Andrew Tsai: Yes, just…
Sergio Traversa: Competitive dynamics?
Andrew Tsai: Yes, exactly.
Sergio Traversa: Yes. Well, there is clearly there is some competition out there and mostly I mean, usually a site does not, cannot or does not take on like three, four studies that enroll the same kind of patients. In our case, it’s a little bit particular because we are doing — the studies are for adjunctive treatment of depression study that the competition is much less. Then on many other programs, especially in Phase 3 that that enrolled patients in is adjunctive. We do believe there was one other company that finished the one sizable big study, a few weeks ago. But I do believe that the majority of the assays that were outside the U.S., so there was relative competition. It was not an antidepressant anyway. We keep on hearing that the psychedelic, the psilocybin, there are lot of trials ongoing with psilocybin in depression, that is not really a direct competitor, but still it keeps the site busy.
And this high dose psilocybin for PTSD and MDD. So to summarize, yes, there is competition, but we are in it like in a specific indication where the competition is much, much lower. Andy would you mind to provide a little bit more color?
Andrew Cutler: Yes, I’ll answer the second first, and that is that Sergio is exactly right. At the site level, you don’t want to take too many competing studies. Usually though the study criteria are different enough that you can do say two or three depression studies without significantly impairing, does a patient will more clearly fit into one protocol than another. So as far as the first question, I don’t have the exact number of sites that we’ve closed down offhand, but sites do close for various reasons, that’s certainly true.
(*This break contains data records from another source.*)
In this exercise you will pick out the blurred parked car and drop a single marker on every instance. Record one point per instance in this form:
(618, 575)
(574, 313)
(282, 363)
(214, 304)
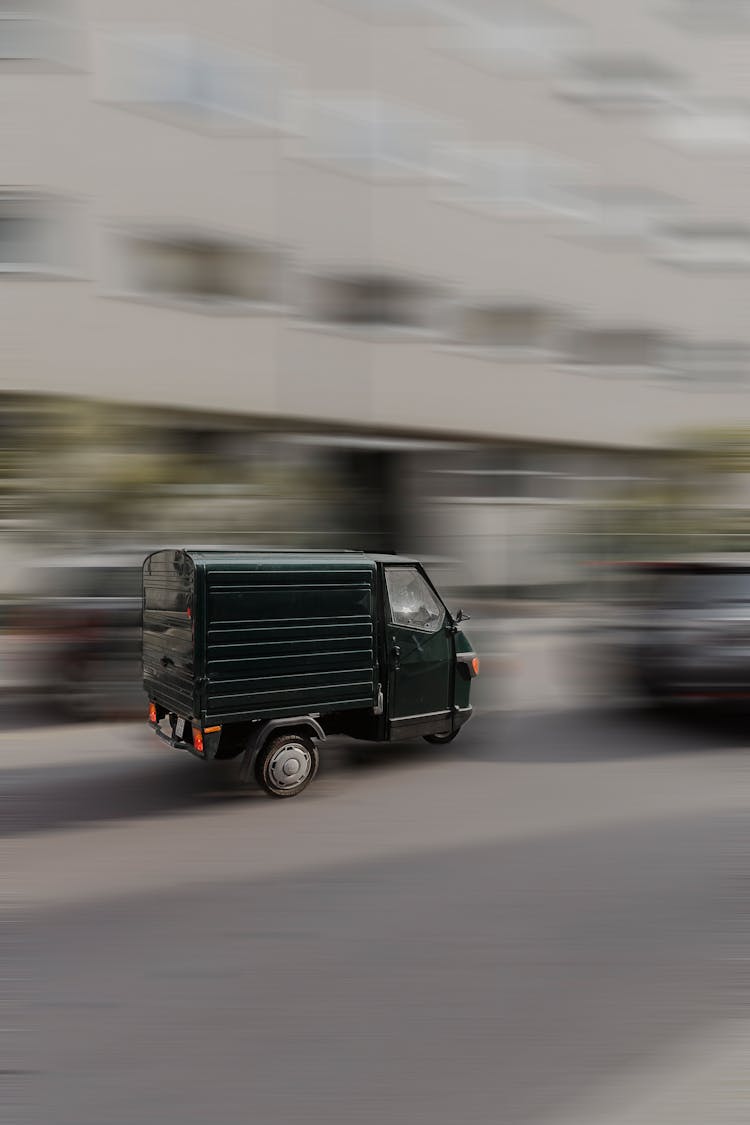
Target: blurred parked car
(686, 636)
(78, 632)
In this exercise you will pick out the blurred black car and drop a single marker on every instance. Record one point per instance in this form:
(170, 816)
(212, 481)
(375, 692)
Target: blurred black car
(688, 636)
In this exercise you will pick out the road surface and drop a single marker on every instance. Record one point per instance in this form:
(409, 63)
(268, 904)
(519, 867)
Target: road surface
(542, 923)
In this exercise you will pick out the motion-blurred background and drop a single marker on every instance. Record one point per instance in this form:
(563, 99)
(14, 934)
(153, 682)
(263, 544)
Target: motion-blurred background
(462, 278)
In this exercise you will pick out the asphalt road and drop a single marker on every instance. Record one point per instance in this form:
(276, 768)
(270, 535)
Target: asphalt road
(538, 924)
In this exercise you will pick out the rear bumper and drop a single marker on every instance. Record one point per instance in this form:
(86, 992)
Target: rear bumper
(177, 744)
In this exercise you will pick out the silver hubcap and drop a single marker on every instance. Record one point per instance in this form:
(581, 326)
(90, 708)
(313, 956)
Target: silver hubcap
(290, 765)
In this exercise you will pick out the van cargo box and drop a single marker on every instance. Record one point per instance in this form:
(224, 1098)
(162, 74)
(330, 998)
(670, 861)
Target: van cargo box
(229, 637)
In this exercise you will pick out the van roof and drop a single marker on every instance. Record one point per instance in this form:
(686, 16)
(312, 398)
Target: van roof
(215, 554)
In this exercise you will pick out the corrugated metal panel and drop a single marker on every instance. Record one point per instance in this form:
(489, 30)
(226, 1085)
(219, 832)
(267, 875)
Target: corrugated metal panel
(168, 647)
(289, 635)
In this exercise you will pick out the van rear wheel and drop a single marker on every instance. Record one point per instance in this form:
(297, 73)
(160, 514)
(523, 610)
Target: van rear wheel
(287, 764)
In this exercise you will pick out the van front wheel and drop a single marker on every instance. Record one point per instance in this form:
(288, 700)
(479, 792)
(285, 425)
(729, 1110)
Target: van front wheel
(287, 764)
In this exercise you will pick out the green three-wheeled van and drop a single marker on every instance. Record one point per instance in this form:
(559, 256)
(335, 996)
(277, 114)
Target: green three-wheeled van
(264, 654)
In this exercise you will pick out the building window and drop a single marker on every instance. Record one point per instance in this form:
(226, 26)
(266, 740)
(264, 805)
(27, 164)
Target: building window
(722, 246)
(205, 271)
(719, 16)
(371, 302)
(508, 180)
(523, 331)
(622, 352)
(715, 125)
(39, 34)
(190, 81)
(714, 365)
(368, 136)
(623, 215)
(626, 83)
(38, 233)
(507, 36)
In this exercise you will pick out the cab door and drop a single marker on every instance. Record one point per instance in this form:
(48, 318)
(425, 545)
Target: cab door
(421, 655)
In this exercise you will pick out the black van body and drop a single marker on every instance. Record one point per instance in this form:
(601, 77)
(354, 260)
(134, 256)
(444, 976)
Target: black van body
(242, 646)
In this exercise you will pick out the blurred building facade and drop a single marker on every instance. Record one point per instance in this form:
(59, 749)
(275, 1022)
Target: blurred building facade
(472, 267)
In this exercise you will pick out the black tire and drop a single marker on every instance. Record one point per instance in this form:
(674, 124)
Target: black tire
(273, 764)
(442, 739)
But we have stopped enrollment at a couple of sites, so I can say that, but it’s not a lot fortunately, and I think some of it is simply the process of overseeing the sites. Now the sites know that they’re being watched. They know that we’re monitoring quality and that often changes the behavior enough so that significant corrective action isn’t necessary.
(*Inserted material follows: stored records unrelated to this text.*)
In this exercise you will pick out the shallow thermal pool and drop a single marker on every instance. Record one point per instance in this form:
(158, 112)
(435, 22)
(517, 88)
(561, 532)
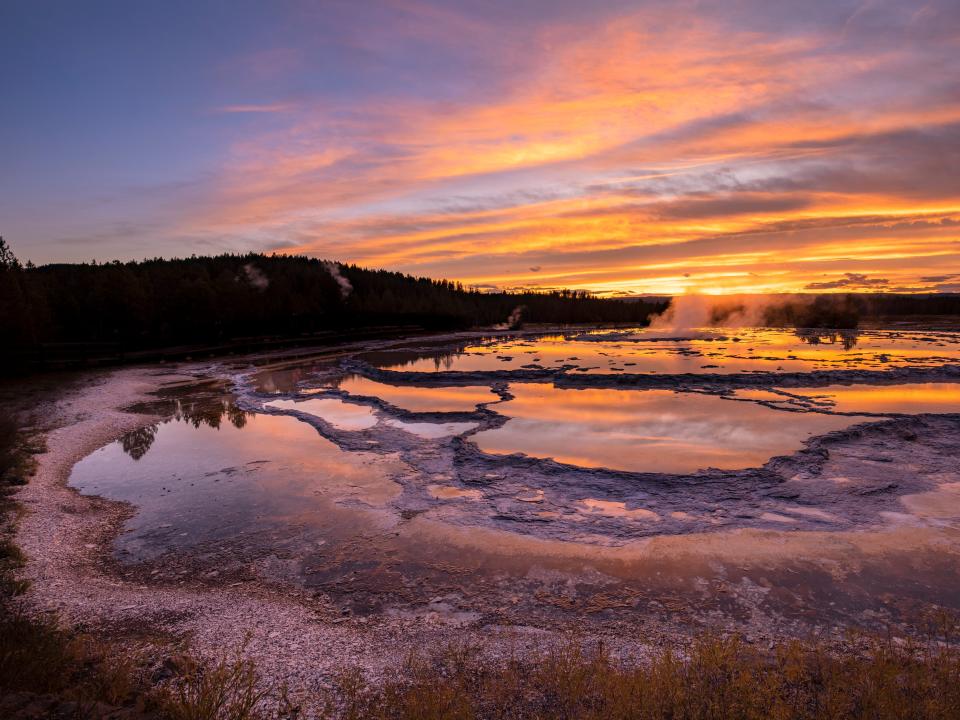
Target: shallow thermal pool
(203, 479)
(906, 398)
(704, 351)
(648, 430)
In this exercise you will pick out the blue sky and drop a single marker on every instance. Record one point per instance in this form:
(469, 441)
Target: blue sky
(621, 146)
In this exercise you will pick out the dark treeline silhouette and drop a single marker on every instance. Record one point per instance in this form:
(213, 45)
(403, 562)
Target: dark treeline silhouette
(213, 300)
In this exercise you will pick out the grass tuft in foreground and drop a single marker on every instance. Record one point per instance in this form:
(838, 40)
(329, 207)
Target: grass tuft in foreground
(720, 678)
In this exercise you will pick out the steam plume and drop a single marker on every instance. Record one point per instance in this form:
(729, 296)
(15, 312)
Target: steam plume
(514, 321)
(687, 315)
(255, 277)
(334, 269)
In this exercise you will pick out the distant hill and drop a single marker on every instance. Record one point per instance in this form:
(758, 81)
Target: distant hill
(220, 300)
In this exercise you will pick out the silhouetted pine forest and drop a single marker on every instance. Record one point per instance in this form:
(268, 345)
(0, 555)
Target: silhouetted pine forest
(210, 300)
(59, 314)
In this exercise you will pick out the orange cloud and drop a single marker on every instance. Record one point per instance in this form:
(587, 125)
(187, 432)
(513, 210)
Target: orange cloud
(656, 152)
Andrew Tsai: That makes sense. And then I guess regarding the Phase 1 psilocybin program that you’re going to be kicking off soon, can you describe the study design and what positive data would entail?
Sergio Traversa: Yes, it’s very simple. We’ll start with a Phase 1 single dose, ascending dose of psilocybin modified release. So the interesting part is the patient population or the technically Phase 1, you do it in a healthy volunteer and but it’s well known that psilocybin is a relatively a safe product at high dose and we are using a dose very, very, much, much lower like 120th, 130th of the dose that is used as a psychedelic for the treatment of psychotic diseases. So on the safety side, we feel extremely comfortable. But the indication that we’ll pursue for psilocybin is into the metabolic space, so obesity and glucose and fatty liver. So the data that we are looking for is the mostly PK data in obese patients. So the particular is the patient population that will be obese healthy volunteer and which will start over the next month or two and we said the within the first half, we are getting there.